The Plains of Sweet Regret
At the turn of the twenty-first century, Mary Lucier began to visit North Dakota, traveling across seasons and time, into the far northwest corner of the state. Seismic change has forced the people of the Northern plains to re-imagine their lives as family farms, small towns, and rural communities have shrunk to nothing. The land is now occupied by agribusiness; the lone farmer, the cowboy, migrant workers and field hands have gradually moved on. The remains dot the landscape like the skeletons of fish washed up on far distant shores.
Mary Lucier’s eighteen-minute, five-channel video installation creates the experience of moving through the landscape, across the prairies and the plains, and into the West of the imagination–the West, which, if it ever existed, lies in ruins.

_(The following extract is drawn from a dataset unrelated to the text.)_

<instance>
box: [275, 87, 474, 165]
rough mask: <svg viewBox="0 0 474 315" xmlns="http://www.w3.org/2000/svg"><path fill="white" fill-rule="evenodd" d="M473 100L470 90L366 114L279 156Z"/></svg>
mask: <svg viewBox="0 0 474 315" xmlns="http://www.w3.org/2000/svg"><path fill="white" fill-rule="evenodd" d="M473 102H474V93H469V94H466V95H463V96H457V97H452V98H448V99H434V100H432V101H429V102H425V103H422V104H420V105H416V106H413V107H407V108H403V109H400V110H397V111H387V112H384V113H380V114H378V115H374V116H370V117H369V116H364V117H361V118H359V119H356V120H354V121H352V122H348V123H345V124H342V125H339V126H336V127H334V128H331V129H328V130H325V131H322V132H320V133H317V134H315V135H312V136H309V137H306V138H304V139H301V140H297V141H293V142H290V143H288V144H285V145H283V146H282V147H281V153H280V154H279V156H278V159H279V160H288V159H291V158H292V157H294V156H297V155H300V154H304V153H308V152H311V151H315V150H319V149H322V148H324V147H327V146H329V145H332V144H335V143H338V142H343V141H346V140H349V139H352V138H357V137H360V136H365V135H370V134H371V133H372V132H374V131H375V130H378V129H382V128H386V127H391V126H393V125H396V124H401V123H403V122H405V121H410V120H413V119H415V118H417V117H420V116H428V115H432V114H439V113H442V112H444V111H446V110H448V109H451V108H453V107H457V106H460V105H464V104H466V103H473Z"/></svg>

The Plains of Sweet Regret is part of the North Dakota Museum of Art’s much larger Emptying Out of the Plains initiative. Photographers, film makers, poets and essayists have been commissioned to create work that marks this moment in the history of this northern land. Their charge is difficult. Endless photographs and video footage of abandoned towns and farmsteads already exist—most overwhelmingly sentimental. How does an artist grapple with the essence of loss and then expose the ambiguity at its core? Mary Lucier wanders with her camera into these deserted places—empty, forlorn, littered with the remnants of human life. She films a doll, a school desk, a bowling trophy, cast aside, all stripped of their former usefulness. The churches and the schools and the homes, once filled with immigrants’ dreams, now house the wind. Only nature’s creatures come to call. The Plains of Sweet Regret is a lyrical ode to this lonely and desolate place, to a shifting in time, and to an untested future.